The goal is to further optimize the fused GELU activation by vectorizing memory loads and computation. Our previous implementation computed each element individually using a scalar loop. We can improve throughput by processing four elements at a time when the total number of elements is divisible by 4 – using float4 loads and stores. This reduces the number of global memory accesses and takes advantage of coalescing. In the GPU kernel, we check if the total number of elements is divisible by 4; if so, we launch the vectorized kernel, otherwise we fall back to the scalar kernel. In the vectorized kernel, each float4 is loaded (with fields x, y, z, w), and we compute the GELU activation for each component:   y = 0.5 * x * (1.0 + tanhf( s * (x + 0.044715 * x³) )) with s = sqrt(2/pi). The Python module loads our CUDA extension using -O3 and --use_fast_math and exposes the CUDAModel class. This fused operator is beneficial because it reduces kernel launch overhead and memory traffic. The improvements are genuine because they reduce total computation and memory usage compared to the element‐wise version.

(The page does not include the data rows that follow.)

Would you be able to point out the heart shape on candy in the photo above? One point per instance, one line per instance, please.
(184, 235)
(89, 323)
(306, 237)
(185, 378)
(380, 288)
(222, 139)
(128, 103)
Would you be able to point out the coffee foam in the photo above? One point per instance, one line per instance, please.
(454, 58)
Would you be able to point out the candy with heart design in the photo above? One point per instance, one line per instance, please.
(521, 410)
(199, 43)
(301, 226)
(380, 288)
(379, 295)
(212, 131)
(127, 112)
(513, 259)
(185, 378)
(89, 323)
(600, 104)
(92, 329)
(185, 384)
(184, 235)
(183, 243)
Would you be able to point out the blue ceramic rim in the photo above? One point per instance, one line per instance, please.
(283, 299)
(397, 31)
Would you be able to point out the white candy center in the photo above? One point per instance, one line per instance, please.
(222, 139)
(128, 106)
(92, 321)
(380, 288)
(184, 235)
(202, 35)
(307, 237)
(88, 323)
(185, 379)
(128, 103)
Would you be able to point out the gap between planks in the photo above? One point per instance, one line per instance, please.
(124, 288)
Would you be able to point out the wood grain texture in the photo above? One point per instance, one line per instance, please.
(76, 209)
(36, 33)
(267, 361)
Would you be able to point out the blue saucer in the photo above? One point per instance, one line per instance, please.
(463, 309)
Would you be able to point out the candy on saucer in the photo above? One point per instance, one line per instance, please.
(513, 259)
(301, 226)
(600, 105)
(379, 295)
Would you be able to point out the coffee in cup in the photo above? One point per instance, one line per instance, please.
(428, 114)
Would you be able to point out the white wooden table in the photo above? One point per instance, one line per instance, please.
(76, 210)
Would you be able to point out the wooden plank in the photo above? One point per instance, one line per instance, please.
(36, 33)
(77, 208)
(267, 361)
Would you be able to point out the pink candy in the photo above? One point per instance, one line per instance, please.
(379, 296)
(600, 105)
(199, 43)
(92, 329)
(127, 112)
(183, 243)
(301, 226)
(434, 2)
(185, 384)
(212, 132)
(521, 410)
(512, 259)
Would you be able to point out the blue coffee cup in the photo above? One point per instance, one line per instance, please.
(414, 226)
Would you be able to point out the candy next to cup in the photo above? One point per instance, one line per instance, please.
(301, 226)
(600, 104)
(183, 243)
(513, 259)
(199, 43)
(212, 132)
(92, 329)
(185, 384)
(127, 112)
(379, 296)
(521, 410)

#include <torch/extension.h>
#include <c10/cuda/CUDAGuard.h>
#include <cuda.h>
#include <cuda_runtime.h>
#include <math.h>

#define THREADS_PER_BLOCK 256

// Scalar kernel: processes one element at a time.
__global__ void newgelu_kernel(const float* __restrict__ input,
                               float* __restrict__ output,
                               int total_elements) {
    int idx = blockIdx.x * blockDim.x + threadIdx.x;
    const float s = 0.7978845608028654f; // sqrt(2/pi)
    for (int i = idx; i < total_elements; i += blockDim.x * gridDim.x) {
        float x = __ldg(&input[i]);
        float x2 = x * x;
        float inner = x + 0.044715f * (x2 * x);
        float tanh_val = tanhf(s * inner);
        output[i] = 0.5f * x * (1.0f + tanh_val);
    }
}

// Vectorized kernel: processes four elements at a time using float4.
__global__ void newgelu_vec_kernel(const float4* __restrict__ input_vec,
                                   float4* __restrict__ output_vec,
                                   int total_vec_elements) {
    const float s = 0.7978845608028654f; // sqrt(2/pi)
    int idx = blockIdx.x * blockDim.x + threadIdx.x;
    for (int i = idx; i < total_vec_elements; i += blockDim.x * gridDim.x) {
        float4 in_val = input_vec[i];
        float a0 = in_val.x, a1 = in_val.y, a2 = in_val.z, a3 = in_val.w;

        float x2_0 = a0 * a0;
        float inner0 = a0 + 0.044715f * (x2_0 * a0);
        float y0 = 0.5f * a0 * (1.0f + tanhf(s * inner0));

        float x2_1 = a1 * a1;
        float inner1 = a1 + 0.044715f * (x2_1 * a1);
        float y1 = 0.5f * a1 * (1.0f + tanhf(s * inner1));

        float x2_2 = a2 * a2;
        float inner2 = a2 + 0.044715f * (x2_2 * a2);
        float y2 = 0.5f * a2 * (1.0f + tanhf(s * inner2));

        float x2_3 = a3 * a3;
        float inner3 = a3 + 0.044715f * (x2_3 * a3);
        float y3 = 0.5f * a3 * (1.0f + tanhf(s * inner3));

        float4 out_val;
        out_val.x = y0;
        out_val.y = y1;
        out_val.z = y2;
        out_val.w = y3;
        output_vec[i] = out_val;
    }
}

torch::Tensor newgelu_forward(torch::Tensor input) {
    c10::cuda::CUDAGuard device_guard(input.device());
    
    auto output = torch::empty_like(input);
    int total = input.numel();
    int threads = THREADS_PER_BLOCK;
    int blocks;
    
    // If total elements is divisible by 4, use the vectorized kernel.
    if (total % 4 == 0) {
        int total_vec = total / 4;
        blocks = (total_vec + threads - 1) / threads;
        const float4* input_vec = reinterpret_cast<const float4*>(input.data_ptr<float>());
        float4* output_vec = reinterpret_cast<float4*>(output.data_ptr<float>());
        newgelu_vec_kernel<<<blocks, threads, 0, c10::cuda::getCurrentCUDAStream()>>>(
            input_vec, output_vec, total_vec);
    } else {
        blocks = (total + threads - 1) / threads;
        newgelu_kernel<<<blocks, threads, 0, c10::cuda::getCurrentCUDAStream()>>>(
            input.data_ptr<float>(), output.data_ptr<float>(), total);
    }
    
    return output;
}

PYBIND11_MODULE(TORCH_EXTENSION_NAME, m) {
    m.def("newgelu_forward", &newgelu_forward, "Fused NewGELU activation (CUDA, vectorized when possible)");
}